Kemudian lelaki tadi melaksanakan apa yang diperintahkan Rasûlullâh SAW.
Setelah disampaikan (perintah Nabi SAW. kepada keponakannya), keponakannya
enggan dan menolak untuk melaksanakan sabda SAW. Lalu lelaki tadi datang dan
menghadap kembali kepada Rasûlullâh SAW. seraya berkata: “Sudah saya sampaikan
(kepada keponakanku) perintah engkau (Nabi SAW.), tetapi dia (keponakanku)
masih menyayangi agamanya”. Maka turunlah Ayat (Ayat: 48, Surat an-Nisâ’):
إِنَّ اللَّهَ لا يَغْفِرُ أَنْ
يُشْرَكَ بِهِ وَيَغْفِرُ مَا دُونَ ذَلِكَ لِمَنْ يَشَاءُ وَمَنْ يُشْرِكْ
بِاللَّهِ فَقَدِ افْتَرَى إِثْمًا عَظِيمًا (٤٨)
48. Sesungguhnya Allah tidak akan mengampuni (dosa) jika
Dia (Allah) dipersekutukan dengan yang lain, dan Dia (Allah) mengampuni segala
dosa selain (syirik) itu, bagi siapa yang dikehendaki-Nya. Barangsiapa yang
mempersekutukan Allah, maka sungguh ia telah berbuat dosa besar”.
LARANGAN
DAN AKIBAT DARI PERBUATAN DZALIM
Berikut beberapa ayat-ayat Al Quran
tentang larangan dan akibat dari perbuatan zalim
- “Mereka mempunyai tikar tidur dari api neraka
dan di atas mereka ada selimut (api neraka) . Demikianlah Kami memberi
balasan kepada orang-orang yang zalim,” (QS. Al A’raaf [7]:
41). Maka janganlah berbuat dzalim jika kita tidak mau mendapatkan adzab
dari allah.
- “Dan penghuni-penghuni surga berseru kepada
Penghuni-penghuni neraka (dengan mengatakan): “Sesungguhnya kami dengan
sebenarnya telah memperoleh apa yang Tuhan kami menjanjikannya kepada
kami. Maka apakah kamu telah memperoleh dengan sebenarnya apa (azab) yang
Tuhan kamu menjanjikannya (kepadamu)?” Mereka (penduduk neraka) menjawab:
“Betul.” Kemudian seorang penyeru (malaikat) mengumumkan di antara kedua
golongan itu: “Kutukan Allah ditimpakan kepada orang-orang yang zalim”
(QS : Al A’raaf [7 ] : 44).

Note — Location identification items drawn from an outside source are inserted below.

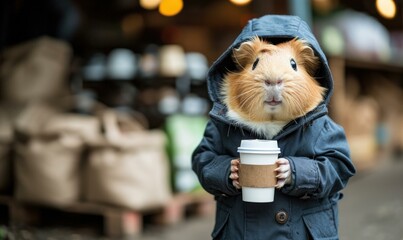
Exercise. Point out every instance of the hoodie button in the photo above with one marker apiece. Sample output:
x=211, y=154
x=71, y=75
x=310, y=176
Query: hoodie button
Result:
x=281, y=217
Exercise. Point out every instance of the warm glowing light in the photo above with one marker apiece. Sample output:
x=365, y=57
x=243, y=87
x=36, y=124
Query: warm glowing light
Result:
x=149, y=4
x=387, y=8
x=170, y=7
x=132, y=23
x=240, y=2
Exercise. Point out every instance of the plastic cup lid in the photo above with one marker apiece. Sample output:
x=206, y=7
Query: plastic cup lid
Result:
x=259, y=146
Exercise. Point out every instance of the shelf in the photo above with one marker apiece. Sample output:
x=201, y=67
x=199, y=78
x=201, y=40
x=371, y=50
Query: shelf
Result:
x=371, y=65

Hanya orang-orang yang dzalim lah yang akan
diberikan adzab tersebut.
- “Dan tidak adalah Tuhanmu membinasakan kota-kota,
sebelum Dia mengutus di ibukota itu seorang rasul yang membacakan
ayat-ayat Kami kepada mereka; dan tidak pernah Kami membinasakan
kota-kota; kecuali penduduknya dalam keadaan melakukan kezaliman.”
(QS Al Qashash [28]:59). Allah tidak akan menurunkan musibah yang
dasyat didaerah manapun jika penduduknya tidak melakukan dzalim.
- “Maka itulah rumah-rumah mereka dalam keadaan
runtuh disebabkan kezaliman mereka. Sesungguhnya pada yang
demikian itu pelajaran bagi kaum yang mengetahui.” (QS. An Naml
[27]:52). Rumah yang dimaksud adalah neraka bagi orang dzalim.
- Zalim merupakan perbuatan yang di larang oleh
Allah SWT dan termasuk dari salah satu dosa-dosa besar. Manusia yang
berbuat zalim akan mendapatkan balasan di dunia dan siksa yang pedih di
akhirat kelak. Sebagaimana firman Allah SWT dalam Al Qur’an Surah
Asy-Syura : 42 “Sesungguhnya dosa besar itu atas
orang-orang yang berbuat zalim kepada manusia dan melampaui
batas di muka bumi tanpa hak. Mereka itu mendapat azab yang pedih“.
Berikut beberapa hadits Rasulullah
SAW tentang larangan berbuat zalim :
1.
Dari Anas r.a berkata: Rasulullah
SAW bersabda : “Hendaklah kamu menolong saudaramu yang menganiaya dan yang
teraniaya“, sahabat bertanya: “Wahai Rasulullah, (benar) aku akan
menolong apabila ia dianiaya, maka bagaimana cara menolongnya apabila ia
menganiaya?” . Beliau menjawab: “Engkau cegah dia dari (perbuatan)
penganiayaan, maka yang demikian itulah berarti menolongnya” (HR. Bukhari)
- Rasulullah
SAW bersabda, “Kezaliman itu ada 3 macam: Kezaliman yang tidak
diampunkan Allah, Kezaliman yang dapat diampunkan Allah, dan kezaliman
yang tidak dibiarkan oleh Allah. Adapun kezaliman yang tidak diampunkan
Allah adalah syirik, firman Allah SWT: “Sesunggahnya syirik itu
kezaliman yang amat besar!”, adapun kezaliman yang dapat diampunkan
Allah adalah kezaliman seseorang hamba terhadap dirinya sendiri di dalam
hubungan dia terhadap Allah, Tuhannya. DAN KEZALIMAN YANG
TIDAK DIBIARKAN ALLAH ADALAH KEZALIMAN HAMBA-HAMBA-NYA DI ANTARA SESAMA
MEREKA, KARENA PASTI DITUNTUT KELAK OLEH MEREKA YANG DIZALIMI.” (HR.